UX researchers can overcome these problems by creating feature-agnostic survey templates to evaluate all new features in a product space and conducting meta-analyses that aggregate responses from previous launches. In combination, these tools enable product teams to build a cumulative body of knowledge with deeper insights than any single study could provide.

This article shares best practices we developed while using survey templates and meta-analysis on several teams at Google™. We outline the benefits of this approach and offer practical suggestions for researchers interested in aggregating user insights across multiple launches.

Replication and Aggregation

Replication is a cornerstone of scientific research. Insights build upon one another, with researchers developing more accurate theories by replicating and extending prior work. As per Alison Ledgerwood’s article, the most precise, reliable, and trustworthy conclusions come from the aggregation of insights across multiple studies.

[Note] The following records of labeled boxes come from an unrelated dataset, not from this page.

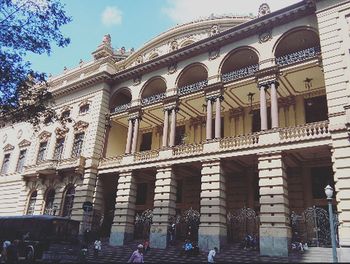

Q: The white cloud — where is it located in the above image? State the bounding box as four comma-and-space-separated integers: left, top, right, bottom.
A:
162, 0, 300, 23
101, 6, 122, 26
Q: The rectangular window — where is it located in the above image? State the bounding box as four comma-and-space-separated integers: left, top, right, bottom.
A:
37, 141, 47, 162
16, 149, 27, 172
140, 132, 152, 151
1, 153, 11, 174
53, 138, 64, 160
72, 133, 84, 157
136, 183, 147, 205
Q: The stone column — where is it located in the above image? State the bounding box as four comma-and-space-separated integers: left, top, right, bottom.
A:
215, 96, 221, 138
109, 171, 136, 246
125, 119, 134, 154
259, 85, 267, 130
150, 167, 176, 248
131, 117, 139, 154
163, 109, 169, 148
271, 82, 278, 128
332, 136, 350, 247
258, 153, 291, 256
207, 98, 213, 140
198, 160, 227, 251
169, 107, 176, 147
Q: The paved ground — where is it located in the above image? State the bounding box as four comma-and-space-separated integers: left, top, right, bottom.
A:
80, 241, 332, 263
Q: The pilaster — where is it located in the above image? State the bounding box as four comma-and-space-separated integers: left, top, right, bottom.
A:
258, 153, 291, 256
150, 167, 176, 248
109, 171, 136, 246
198, 160, 227, 251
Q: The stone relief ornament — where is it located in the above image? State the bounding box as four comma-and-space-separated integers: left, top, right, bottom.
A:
170, 40, 179, 51
133, 76, 141, 85
258, 3, 271, 17
259, 30, 272, 43
168, 62, 177, 74
210, 25, 220, 36
209, 48, 220, 60
2, 134, 7, 143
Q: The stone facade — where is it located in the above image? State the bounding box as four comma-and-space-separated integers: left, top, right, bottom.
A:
0, 0, 350, 256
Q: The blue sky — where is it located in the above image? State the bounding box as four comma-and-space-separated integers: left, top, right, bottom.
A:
27, 0, 299, 75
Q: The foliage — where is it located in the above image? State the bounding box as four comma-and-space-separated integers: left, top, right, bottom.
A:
0, 0, 71, 125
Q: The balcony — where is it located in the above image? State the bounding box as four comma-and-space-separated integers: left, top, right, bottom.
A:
141, 93, 166, 106
111, 103, 131, 114
276, 46, 321, 66
177, 80, 208, 95
99, 121, 330, 173
221, 64, 259, 83
22, 156, 85, 177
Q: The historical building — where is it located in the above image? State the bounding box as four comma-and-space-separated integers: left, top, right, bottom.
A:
0, 0, 350, 255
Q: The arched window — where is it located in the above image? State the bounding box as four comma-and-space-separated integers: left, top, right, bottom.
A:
44, 189, 56, 215
27, 191, 38, 215
62, 186, 75, 217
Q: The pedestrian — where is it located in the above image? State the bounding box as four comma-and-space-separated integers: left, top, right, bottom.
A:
208, 247, 218, 263
94, 238, 102, 258
6, 239, 19, 264
128, 244, 144, 263
0, 240, 11, 262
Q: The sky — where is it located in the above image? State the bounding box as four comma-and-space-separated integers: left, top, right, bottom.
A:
27, 0, 300, 75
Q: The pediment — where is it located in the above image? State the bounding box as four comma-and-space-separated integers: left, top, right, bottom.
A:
39, 131, 51, 141
4, 144, 15, 151
18, 139, 31, 148
73, 120, 89, 132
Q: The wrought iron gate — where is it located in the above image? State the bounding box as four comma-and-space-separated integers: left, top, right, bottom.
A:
291, 206, 339, 247
174, 208, 200, 241
227, 207, 259, 242
134, 209, 153, 239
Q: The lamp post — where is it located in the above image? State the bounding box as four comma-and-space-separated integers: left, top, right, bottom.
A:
324, 185, 338, 262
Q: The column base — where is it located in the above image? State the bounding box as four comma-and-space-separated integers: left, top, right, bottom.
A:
198, 226, 227, 251
109, 227, 134, 246
259, 227, 291, 257
150, 225, 168, 249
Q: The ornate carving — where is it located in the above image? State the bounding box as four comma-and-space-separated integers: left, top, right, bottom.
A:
209, 48, 220, 60
18, 139, 31, 148
170, 40, 179, 51
259, 29, 272, 43
209, 24, 220, 36
39, 131, 51, 142
55, 127, 69, 138
133, 76, 142, 86
4, 144, 15, 151
73, 120, 89, 132
168, 62, 177, 74
258, 3, 271, 17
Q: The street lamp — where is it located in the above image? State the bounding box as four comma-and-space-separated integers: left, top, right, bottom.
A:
324, 185, 338, 262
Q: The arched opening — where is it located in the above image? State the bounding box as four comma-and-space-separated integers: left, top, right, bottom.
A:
44, 188, 56, 215
141, 77, 166, 105
221, 48, 259, 82
26, 190, 38, 215
275, 29, 320, 65
109, 89, 132, 113
62, 185, 75, 217
177, 63, 208, 94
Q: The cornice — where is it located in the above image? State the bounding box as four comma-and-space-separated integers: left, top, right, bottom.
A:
113, 0, 315, 81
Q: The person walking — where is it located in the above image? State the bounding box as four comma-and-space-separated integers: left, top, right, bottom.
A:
208, 247, 218, 263
128, 244, 144, 263
94, 238, 102, 258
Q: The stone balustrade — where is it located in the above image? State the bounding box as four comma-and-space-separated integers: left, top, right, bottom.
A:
221, 64, 259, 83
220, 133, 259, 149
276, 47, 321, 66
99, 155, 124, 167
173, 144, 203, 156
279, 120, 330, 142
134, 150, 159, 161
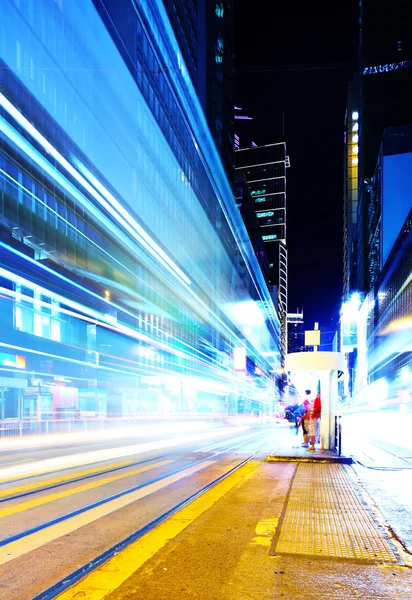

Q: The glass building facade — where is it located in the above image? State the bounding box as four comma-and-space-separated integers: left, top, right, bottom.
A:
235, 142, 289, 366
0, 0, 280, 418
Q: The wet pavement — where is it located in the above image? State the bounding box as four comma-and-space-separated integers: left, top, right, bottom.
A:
56, 421, 412, 600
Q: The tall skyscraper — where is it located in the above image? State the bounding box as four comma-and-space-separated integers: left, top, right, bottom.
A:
235, 142, 289, 364
0, 0, 280, 418
341, 0, 412, 405
356, 0, 412, 290
197, 0, 235, 182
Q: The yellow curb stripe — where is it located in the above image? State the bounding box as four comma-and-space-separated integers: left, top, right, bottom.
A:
0, 460, 173, 519
0, 460, 216, 565
58, 461, 261, 600
0, 459, 136, 498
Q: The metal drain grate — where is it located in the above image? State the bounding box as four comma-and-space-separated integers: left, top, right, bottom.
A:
271, 463, 399, 564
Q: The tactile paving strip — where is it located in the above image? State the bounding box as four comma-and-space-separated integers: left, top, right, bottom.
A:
271, 463, 399, 564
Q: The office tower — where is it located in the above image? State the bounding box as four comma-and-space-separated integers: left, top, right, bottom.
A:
235, 142, 289, 364
0, 0, 280, 418
343, 86, 359, 301
288, 311, 305, 352
357, 0, 412, 290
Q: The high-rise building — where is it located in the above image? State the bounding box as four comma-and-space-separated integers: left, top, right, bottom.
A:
288, 311, 305, 353
235, 142, 289, 363
341, 0, 412, 404
0, 0, 280, 418
356, 0, 412, 290
197, 0, 235, 181
343, 89, 359, 301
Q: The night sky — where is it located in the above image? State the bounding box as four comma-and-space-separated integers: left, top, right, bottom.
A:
235, 0, 358, 349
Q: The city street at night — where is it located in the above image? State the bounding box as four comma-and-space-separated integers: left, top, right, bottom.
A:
0, 0, 412, 600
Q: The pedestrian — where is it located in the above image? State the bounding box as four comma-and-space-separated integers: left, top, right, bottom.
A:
299, 390, 310, 448
302, 390, 316, 452
313, 391, 322, 444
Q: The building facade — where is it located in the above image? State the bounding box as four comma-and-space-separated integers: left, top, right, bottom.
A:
235, 142, 289, 366
0, 0, 280, 418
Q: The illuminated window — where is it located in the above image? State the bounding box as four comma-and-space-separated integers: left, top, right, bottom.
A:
215, 2, 225, 19
215, 38, 223, 63
256, 210, 275, 219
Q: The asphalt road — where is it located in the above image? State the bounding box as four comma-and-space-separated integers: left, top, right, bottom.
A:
0, 423, 276, 600
343, 406, 412, 554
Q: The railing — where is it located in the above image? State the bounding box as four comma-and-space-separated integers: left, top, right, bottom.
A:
335, 415, 342, 456
0, 413, 261, 439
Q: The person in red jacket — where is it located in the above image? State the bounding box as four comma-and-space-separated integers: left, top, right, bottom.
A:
313, 392, 322, 444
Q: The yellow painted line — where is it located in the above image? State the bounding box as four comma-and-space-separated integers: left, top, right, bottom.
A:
58, 461, 260, 600
0, 460, 216, 565
0, 458, 36, 467
0, 458, 135, 498
0, 460, 173, 519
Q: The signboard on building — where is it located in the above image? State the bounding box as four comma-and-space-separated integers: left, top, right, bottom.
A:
233, 348, 246, 371
0, 352, 26, 369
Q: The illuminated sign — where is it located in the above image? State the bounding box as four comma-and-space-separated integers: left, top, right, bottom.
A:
341, 292, 361, 352
0, 352, 26, 369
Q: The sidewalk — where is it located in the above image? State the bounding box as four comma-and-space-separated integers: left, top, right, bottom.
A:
60, 425, 412, 600
266, 419, 353, 464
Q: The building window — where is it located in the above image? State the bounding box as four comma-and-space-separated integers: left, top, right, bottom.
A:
256, 210, 275, 219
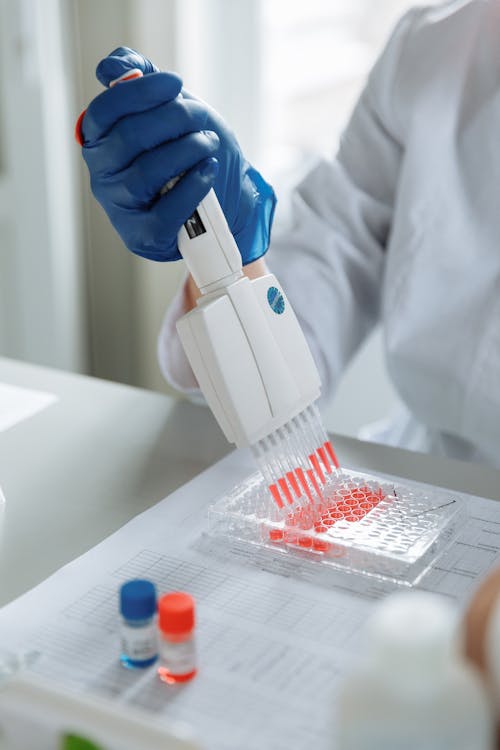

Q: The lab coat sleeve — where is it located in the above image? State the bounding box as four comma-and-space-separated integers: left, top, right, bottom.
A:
267, 10, 421, 406
158, 10, 419, 400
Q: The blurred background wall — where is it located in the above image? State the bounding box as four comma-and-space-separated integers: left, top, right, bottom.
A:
0, 0, 436, 434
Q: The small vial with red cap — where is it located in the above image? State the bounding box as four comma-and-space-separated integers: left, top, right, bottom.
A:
158, 591, 197, 685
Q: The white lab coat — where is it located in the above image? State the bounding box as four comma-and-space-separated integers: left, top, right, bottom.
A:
159, 0, 500, 465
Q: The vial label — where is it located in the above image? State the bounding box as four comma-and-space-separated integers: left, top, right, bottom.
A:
121, 622, 158, 661
160, 638, 196, 675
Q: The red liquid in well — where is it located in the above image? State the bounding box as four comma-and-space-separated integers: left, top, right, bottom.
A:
158, 667, 198, 685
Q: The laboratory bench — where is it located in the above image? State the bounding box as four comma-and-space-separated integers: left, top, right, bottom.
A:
0, 358, 500, 606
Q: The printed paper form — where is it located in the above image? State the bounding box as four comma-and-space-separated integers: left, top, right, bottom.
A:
0, 452, 500, 750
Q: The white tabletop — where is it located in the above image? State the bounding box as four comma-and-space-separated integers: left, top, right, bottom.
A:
0, 359, 500, 605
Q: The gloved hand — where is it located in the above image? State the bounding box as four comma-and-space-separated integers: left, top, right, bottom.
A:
81, 47, 276, 265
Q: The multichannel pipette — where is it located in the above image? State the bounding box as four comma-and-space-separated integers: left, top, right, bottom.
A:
77, 69, 338, 512
177, 184, 338, 509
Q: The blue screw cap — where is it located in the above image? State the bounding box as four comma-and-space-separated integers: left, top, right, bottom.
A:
267, 286, 285, 315
120, 579, 156, 620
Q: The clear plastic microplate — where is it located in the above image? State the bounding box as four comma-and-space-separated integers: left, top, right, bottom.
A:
208, 470, 466, 586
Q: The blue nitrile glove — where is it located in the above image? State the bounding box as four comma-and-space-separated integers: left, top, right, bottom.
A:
81, 47, 276, 264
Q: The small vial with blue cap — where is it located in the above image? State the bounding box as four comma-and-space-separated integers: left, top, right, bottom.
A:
120, 579, 158, 669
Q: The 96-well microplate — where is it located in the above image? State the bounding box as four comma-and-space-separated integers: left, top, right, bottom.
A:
208, 470, 466, 586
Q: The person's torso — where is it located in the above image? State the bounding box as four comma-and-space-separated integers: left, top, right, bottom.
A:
382, 0, 500, 458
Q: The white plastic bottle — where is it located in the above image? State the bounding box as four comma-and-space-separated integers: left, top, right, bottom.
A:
335, 591, 494, 750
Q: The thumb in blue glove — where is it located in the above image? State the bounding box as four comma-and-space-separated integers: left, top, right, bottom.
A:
81, 47, 276, 264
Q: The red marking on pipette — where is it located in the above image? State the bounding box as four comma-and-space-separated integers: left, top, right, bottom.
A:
295, 467, 312, 503
316, 447, 332, 474
306, 469, 321, 497
309, 453, 326, 484
299, 536, 312, 549
278, 477, 293, 505
313, 539, 330, 552
286, 471, 302, 497
323, 440, 340, 469
269, 529, 284, 542
269, 484, 285, 510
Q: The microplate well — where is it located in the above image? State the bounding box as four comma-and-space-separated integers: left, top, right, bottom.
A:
208, 470, 466, 586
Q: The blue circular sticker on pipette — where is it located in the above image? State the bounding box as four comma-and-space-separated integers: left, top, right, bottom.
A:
267, 286, 285, 315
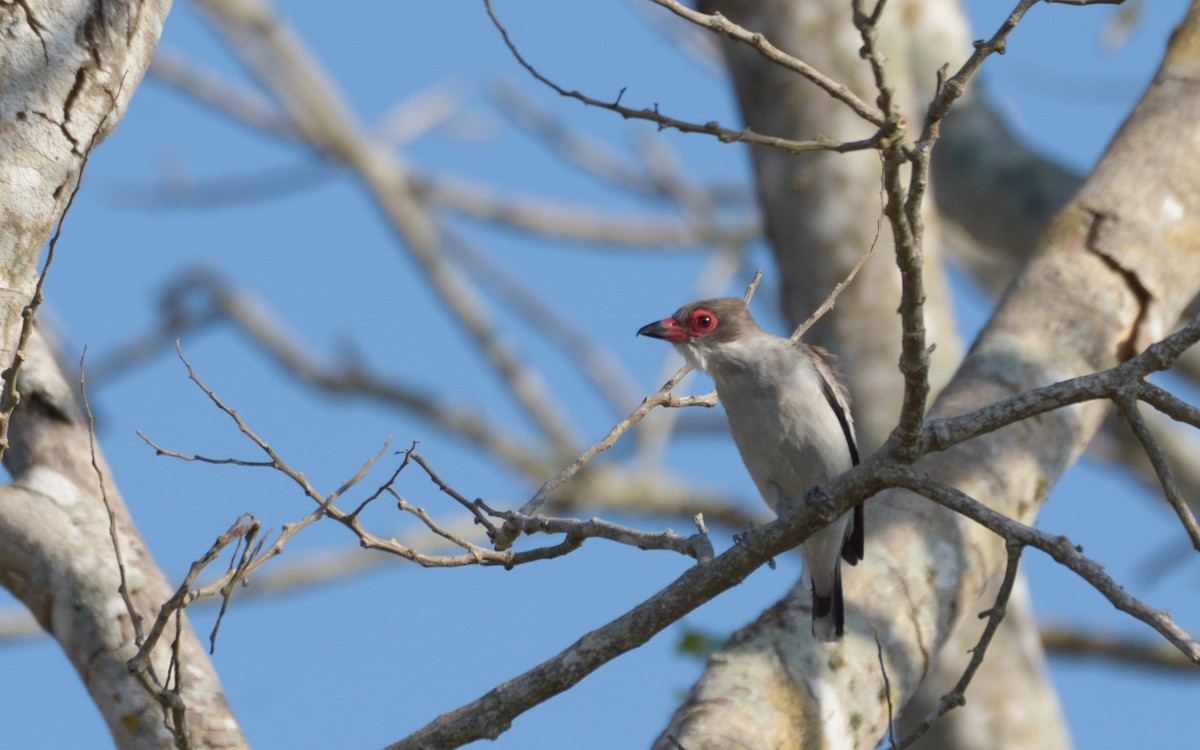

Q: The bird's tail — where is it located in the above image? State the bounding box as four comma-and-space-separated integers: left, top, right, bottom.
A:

Replication and aggregation are critical because every study has limitations. For example, most UX research studies collect responses from a sample of participants to reach conclusions about a larger population. Because the sample only captures a subset of the total population, results necessarily include some amount of error, for instance, discrepancies between the sample and the true population. Even well-designed studies have some amount of error due to random differences between the sample and the population, which limits the conclusions researchers can draw from a single dataset.

Researchers can overcome these limitations using meta-analysis, which combines data from previous studies to test whether the findings replicate across multiple samples. By aggregating numerous studies in a single analysis, this approach increases the precision of research conclusions.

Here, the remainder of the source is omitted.